Dengan demikian, korban adalah partisipan utama, meskipun pada sisi lain
dikenal pula kejahatan tanpa korban (Crime
without victim), akan tetapi harus diartikan kejahatan yang tidak
menimbulkan korban dipihak lain, misalnya penyalahgunaan obat terlarang,
perjudian, aborsi, dimana korban menyatu sebagai pelaku.
Dikatakan tanpa korban
tidak mungkin terjadi suatu kejahatan. Jadi jelas bahwa, pihak korban sebagai
partisipan utama memainkan peranan penting. Bahkan setelah kejahatan
dilaksanakan. Dalam masalah penyelesaian konflik dan penentuan hukuman bagi
pihak pelaku, dapat juga terjadi suatu
kejahatan yang dilakukan oleh pihak korban apabila dirasakan ada tindak
lanjut yang tidak adil dan merugikan korban.
Pihak korban yang
mempunyai status sebagai partisipan pasif maupun aktif dalam suatu kejahatan,
memainkan berbagai macam peranan yang mempengaruhi terjadinya kejahatan
tersebut. Pelaksana peran-peran pihak korban dipengaruhi oleh situasi dan
kondisi tertentu langsung atau tidak langsung. Pengaruh tersebut hasilnya tidak
selalu sama pada korban.
Peranan korban
kejahatan ini antara lain berhubungan dengan apa yang dilakukan pihak korban,
bilamana dilakukan sesuatu, dimana hal tersebut dilakukan. Peranan korban ini
mempunyai akibat dan pengaruh bagi diri korban serta pihak-pihak lain dan
lingkungannya. Antara pihak korban dan pihak pelaku terdapat hubungan
fungsional. Bahkan dalam terjadinya kejahatan tertentu pihak korban dikatakan
bertanggung jawab.
Pihak korban dapat
berperan dalam keadaan sadar atau tidak sadar, secara langsung atau tidak
langsung, sendiri atau bersama-sama, bertanggung jawab atau tidak, secara aktif
atau pasif, dengan motivasi positif maupun negatif. Semuanya bergantung pada
situasi dan kondisi pada saat kejahatan tersebut berlangsung.
Piihak korban sebagai
partisipan utama dalam terjadinya kejahatan memainkan berbagai macam peranan
yang dibatasi situasi dan kondisi tertentu, dalam kenyataan, tidak mudah
membedakan secara tajam setiap peranan yang dimainkan pihak korban.
Situasi dan kondisi
pihak korban dapat merangsang pihak pelaku untuk melakukan suatu kejahatan
terhadap pihak korban. Pihak korban
sendiri dapat tidak melakukan suatu tindakan, tidak berkemauan atau rela untuk menjadi korban. Situasi atau
kondisi yang ada pada dirinyalah yang merangsang, mendorong pihak lain
melakukan suatu kejahatan, karena kerap kali antara pihak pelaku dan pihak
korban tidak terdapat hubungan terlebih dahulu. Situasi dan kondisi tersebut
antara lain berkaitan dengan kelemahan fisik, dan mental pihak korban.
Dalam mengkaji masalah
kejahatan, maka pada hakikatnya ada beberapa komponen yang perlu diperhatikan.

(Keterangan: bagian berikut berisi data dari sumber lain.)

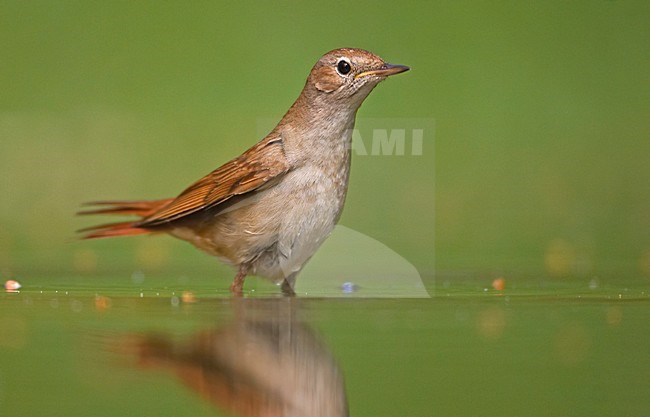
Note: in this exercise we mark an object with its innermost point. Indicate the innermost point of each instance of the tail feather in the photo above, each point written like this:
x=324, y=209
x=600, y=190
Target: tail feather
x=135, y=208
x=128, y=228
x=113, y=230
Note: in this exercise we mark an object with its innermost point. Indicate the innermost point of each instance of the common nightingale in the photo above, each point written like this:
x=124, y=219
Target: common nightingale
x=267, y=211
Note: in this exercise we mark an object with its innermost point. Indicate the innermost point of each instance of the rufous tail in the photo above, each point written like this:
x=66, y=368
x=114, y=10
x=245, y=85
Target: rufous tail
x=129, y=228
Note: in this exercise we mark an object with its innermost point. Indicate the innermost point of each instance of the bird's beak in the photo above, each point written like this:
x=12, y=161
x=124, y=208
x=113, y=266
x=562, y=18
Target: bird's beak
x=384, y=71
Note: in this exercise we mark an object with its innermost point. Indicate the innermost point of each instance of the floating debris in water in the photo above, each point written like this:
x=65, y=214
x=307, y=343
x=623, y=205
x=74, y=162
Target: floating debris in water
x=102, y=303
x=499, y=284
x=12, y=285
x=175, y=301
x=188, y=297
x=349, y=287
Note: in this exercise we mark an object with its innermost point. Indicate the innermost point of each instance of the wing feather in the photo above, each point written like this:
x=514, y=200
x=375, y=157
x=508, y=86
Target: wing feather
x=261, y=164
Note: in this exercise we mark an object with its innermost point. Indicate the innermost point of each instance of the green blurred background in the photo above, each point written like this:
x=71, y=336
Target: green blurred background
x=538, y=165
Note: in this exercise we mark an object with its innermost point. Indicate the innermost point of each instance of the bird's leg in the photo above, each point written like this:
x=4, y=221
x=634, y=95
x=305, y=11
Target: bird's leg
x=287, y=285
x=237, y=286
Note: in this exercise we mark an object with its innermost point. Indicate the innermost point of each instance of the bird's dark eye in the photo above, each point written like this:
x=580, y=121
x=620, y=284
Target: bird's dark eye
x=343, y=67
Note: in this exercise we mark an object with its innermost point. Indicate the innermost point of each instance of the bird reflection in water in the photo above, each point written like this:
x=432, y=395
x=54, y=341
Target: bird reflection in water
x=265, y=363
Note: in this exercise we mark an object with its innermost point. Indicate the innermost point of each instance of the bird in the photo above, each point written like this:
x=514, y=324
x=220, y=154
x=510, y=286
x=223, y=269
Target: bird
x=267, y=211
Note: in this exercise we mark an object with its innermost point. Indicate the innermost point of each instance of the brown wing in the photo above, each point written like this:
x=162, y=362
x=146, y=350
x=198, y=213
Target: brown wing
x=262, y=163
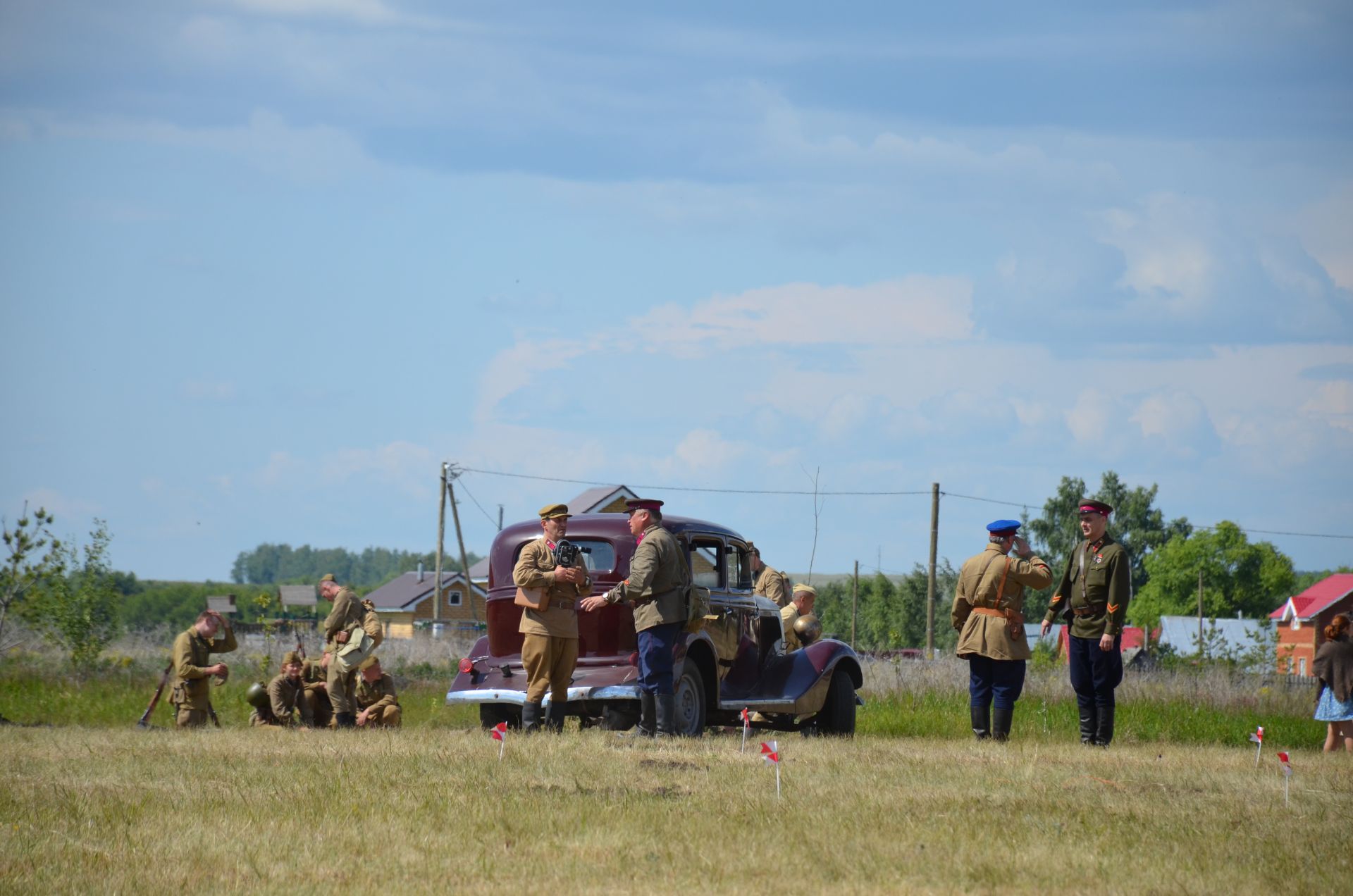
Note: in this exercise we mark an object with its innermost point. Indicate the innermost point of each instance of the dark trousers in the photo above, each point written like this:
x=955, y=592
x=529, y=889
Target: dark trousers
x=995, y=680
x=655, y=657
x=1095, y=673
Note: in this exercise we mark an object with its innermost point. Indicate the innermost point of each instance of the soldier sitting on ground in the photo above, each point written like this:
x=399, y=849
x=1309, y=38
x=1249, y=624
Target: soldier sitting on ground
x=376, y=697
x=283, y=700
x=803, y=605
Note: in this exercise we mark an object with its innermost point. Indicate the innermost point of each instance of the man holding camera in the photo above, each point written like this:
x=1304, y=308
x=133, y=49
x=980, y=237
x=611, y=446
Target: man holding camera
x=1094, y=595
x=550, y=643
x=988, y=612
x=657, y=587
x=192, y=652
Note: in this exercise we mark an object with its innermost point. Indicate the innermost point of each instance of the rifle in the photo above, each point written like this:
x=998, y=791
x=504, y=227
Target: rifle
x=154, y=702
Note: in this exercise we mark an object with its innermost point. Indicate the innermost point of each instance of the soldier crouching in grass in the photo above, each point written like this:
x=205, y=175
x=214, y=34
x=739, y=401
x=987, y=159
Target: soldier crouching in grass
x=192, y=650
x=988, y=612
x=282, y=703
x=1094, y=596
x=376, y=697
x=550, y=635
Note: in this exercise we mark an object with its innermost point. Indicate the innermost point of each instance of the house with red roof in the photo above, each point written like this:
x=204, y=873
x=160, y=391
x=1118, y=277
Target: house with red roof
x=1302, y=620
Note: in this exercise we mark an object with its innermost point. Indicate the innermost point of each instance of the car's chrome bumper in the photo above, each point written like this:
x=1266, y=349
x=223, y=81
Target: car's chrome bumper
x=519, y=697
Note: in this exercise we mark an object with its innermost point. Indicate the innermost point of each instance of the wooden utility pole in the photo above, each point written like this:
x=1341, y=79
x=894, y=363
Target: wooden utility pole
x=854, y=604
x=441, y=537
x=930, y=581
x=1201, y=612
x=460, y=539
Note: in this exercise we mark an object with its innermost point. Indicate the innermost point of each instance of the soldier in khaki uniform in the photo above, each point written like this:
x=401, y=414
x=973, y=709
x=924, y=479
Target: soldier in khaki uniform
x=314, y=673
x=660, y=574
x=285, y=697
x=1094, y=596
x=987, y=614
x=550, y=643
x=803, y=604
x=342, y=619
x=192, y=650
x=376, y=697
x=770, y=583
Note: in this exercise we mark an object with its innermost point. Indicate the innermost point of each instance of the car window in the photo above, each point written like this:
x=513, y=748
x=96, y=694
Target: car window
x=739, y=566
x=705, y=568
x=601, y=556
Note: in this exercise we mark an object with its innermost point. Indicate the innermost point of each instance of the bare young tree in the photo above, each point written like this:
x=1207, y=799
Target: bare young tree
x=34, y=558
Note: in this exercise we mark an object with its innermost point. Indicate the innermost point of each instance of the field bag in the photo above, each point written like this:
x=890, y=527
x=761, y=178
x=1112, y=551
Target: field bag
x=697, y=608
x=371, y=624
x=533, y=599
x=359, y=647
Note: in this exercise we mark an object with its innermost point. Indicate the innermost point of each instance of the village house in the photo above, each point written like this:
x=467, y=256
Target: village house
x=1302, y=620
x=409, y=602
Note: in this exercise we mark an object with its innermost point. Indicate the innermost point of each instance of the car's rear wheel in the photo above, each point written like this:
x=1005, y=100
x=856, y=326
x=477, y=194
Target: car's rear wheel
x=838, y=715
x=490, y=714
x=691, y=702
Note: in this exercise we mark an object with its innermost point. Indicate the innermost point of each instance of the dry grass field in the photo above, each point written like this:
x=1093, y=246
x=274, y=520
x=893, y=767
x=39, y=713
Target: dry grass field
x=118, y=809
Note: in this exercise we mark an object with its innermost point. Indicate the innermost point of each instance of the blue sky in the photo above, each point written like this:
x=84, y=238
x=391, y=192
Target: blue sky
x=266, y=263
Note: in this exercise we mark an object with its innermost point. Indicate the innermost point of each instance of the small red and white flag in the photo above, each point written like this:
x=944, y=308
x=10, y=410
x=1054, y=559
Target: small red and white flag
x=500, y=734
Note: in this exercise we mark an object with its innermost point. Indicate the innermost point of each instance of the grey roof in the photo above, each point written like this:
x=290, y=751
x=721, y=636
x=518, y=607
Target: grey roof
x=598, y=496
x=404, y=592
x=1180, y=633
x=221, y=603
x=298, y=595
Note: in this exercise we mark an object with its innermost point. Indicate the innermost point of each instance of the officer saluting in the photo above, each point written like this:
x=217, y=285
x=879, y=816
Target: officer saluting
x=657, y=587
x=988, y=605
x=1094, y=595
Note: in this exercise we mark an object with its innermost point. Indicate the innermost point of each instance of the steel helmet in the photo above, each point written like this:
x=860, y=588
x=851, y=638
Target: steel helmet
x=257, y=696
x=808, y=628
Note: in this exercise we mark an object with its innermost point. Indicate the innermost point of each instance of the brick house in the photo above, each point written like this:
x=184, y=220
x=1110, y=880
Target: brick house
x=409, y=602
x=1302, y=620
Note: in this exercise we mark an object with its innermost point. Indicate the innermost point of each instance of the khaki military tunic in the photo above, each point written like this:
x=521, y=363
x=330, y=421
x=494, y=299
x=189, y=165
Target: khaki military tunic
x=192, y=689
x=379, y=700
x=772, y=584
x=344, y=618
x=536, y=568
x=788, y=616
x=979, y=581
x=658, y=575
x=1095, y=589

Lazimnya orang Cuma memperhatikan dalam analisis kejahatan hanya komponen
penjahat, undang-undang, dan penegak hukum serta interaksi antara ketiga
komponen itu. Masalah konstelasi masyarakat dan faktor lainnya, kalaupun
dikaji, lebih banyak disoroti oleh sosiologi dan kriminologi. Selain dari pada
itu, komponen korban hampir terlupakan dalam analisis ilmiah. Kalaupun
dipersoalkan faktor korban, analisisnya belum dikupas secara bulat dan tuntas.
Masalah korban ini
sebetulnya bukanlah masalah yang baru, karena hal-hal tertentu kurang diperhatikan,
bahkan diabaikan. Apabila mengamati masalah kejahatan menurut proporsi yang
sebenarnya secara dimensional, maka perhatian kita tidak akan lepas dari
peranan si korban dalam timbulnya suatu kejahatan. Korban mempunyai peranan
yang fungsional dalam terjadinya suatu kejahatan. Pada kenyataanya dapat
dikatakan bahwa tidak mungkin timbul suatu kejahatan kalau tidak ada si korban
kejahatan, yang merupakan peserta utama dari si penjahat dalam hal terjadinya
suatu kejahatan dan hal pemenuhan kepentingan si penjahat yang berakibat
penderitaan sikorban.
Walaupun korban
berperan dalam terjadinya kejahatan, tetapi korban juga tetap memiliki hak-hak
yang harus dipenuhi dalam implementasinya. Dengan melihat beberapa hak-hak
korban diharapkan masyarakat memahami, bahwa korban juga mempunyai hak-hak yang
harus dihormati seperti layaknya manusia yang merupakan bagian dari anggota
masyarakat. Begitu juga dengan pelaku
tindak pidana yang menjadi korban tindak main hakim sendiri adalah sama dengan
korban yang lain, mereka mempunyai hak-hak korban yang dimiliki oleh korban
kejahatan lain karena mereka juga merupakan korban kejahatan.
Berdasarkan
hasil wawancara dengan Bapak Jabrin
Kadir SH, Salah seorang penyidik yang ada di Kepolisian Resort Pohuwato
yang menjabat sebagai Kepala Unit Pelayanan Perempuan dan Anak pada tanggal 04 Desember 2012, beliau
mengatakan bahwa ada banyak hal yang menjadi faktor penyebab terjadinya tindak pidana
pemerkosaan, diantaranya: korban
mempunyai hubungan dengan pelaku, faktor lingkungan, pengaruh video atapun
gambar-gambar porno dan faktor korban itu sendiri.
Dikatakan
korban mempunyai hubungan dengan pelaku artinya sudah ada relasi terlebih
dahulu (dalam ukuran intensitas tertentu) antara korban dengan pelakunya.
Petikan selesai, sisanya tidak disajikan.